Within the public, suspicions about the ultimate effect of stem cell research are still a major concern, partly because a procedure used, nuclear cell transfer, is also used in cloning. But both Charo and Bennett think that fears about scientists creating a “Brave New World”—the eugenically engineered caste society described in Aldous Huxley’s sci-fi classic—are exaggerated. Charo believes the current president’s Council on Bioethics is overly concerned with “the ways in which technology will somehow dehumanize us.”
Although religion often is seen as the primary opposition to stem cell research, according to Bennett, Christians dissent on the importance of protecting embryos. “I speak in churches a lot, and most people I talk to are excited by the possibility of stem cell research and frustrated by the fact that more public voice hasn’t been given by theologians to why stem cell research helps us fulfill a mandate to love and care for the world."
The current tone of public debate worries Bennett for another reason. “It reinforces the easy rhetoric about a war between science and religion,” he says.
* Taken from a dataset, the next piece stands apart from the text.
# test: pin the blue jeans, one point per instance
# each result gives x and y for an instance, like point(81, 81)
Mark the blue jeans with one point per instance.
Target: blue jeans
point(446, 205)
He also says he has heard some scientists claim that if it weren’t for religious people, research could move ahead.
Charo, a self-professed Jewish liberal, is skeptical that religion should play a role in the debate at all. “If we base our positions solely on religious assertions, then somebody who doesn’t share our religious beliefs can’t possibly be persuaded to share our conclusions. It begins to deteriorate into a debate about whose God is better, my God or yours?” Bennett, on the other hand, believes that, because most Americans are religious, looking to secularism as a means of mediating all conflict is naïve. “The effort to exclude religion from public discourse on this set of issues is just wasted energy,” he says.
But both Charo and Bennett agree the public debate over the research should widen to include more views. Says Bennett, “Why should our ethics be any less sophisticated than the very science that we’re thinking about?”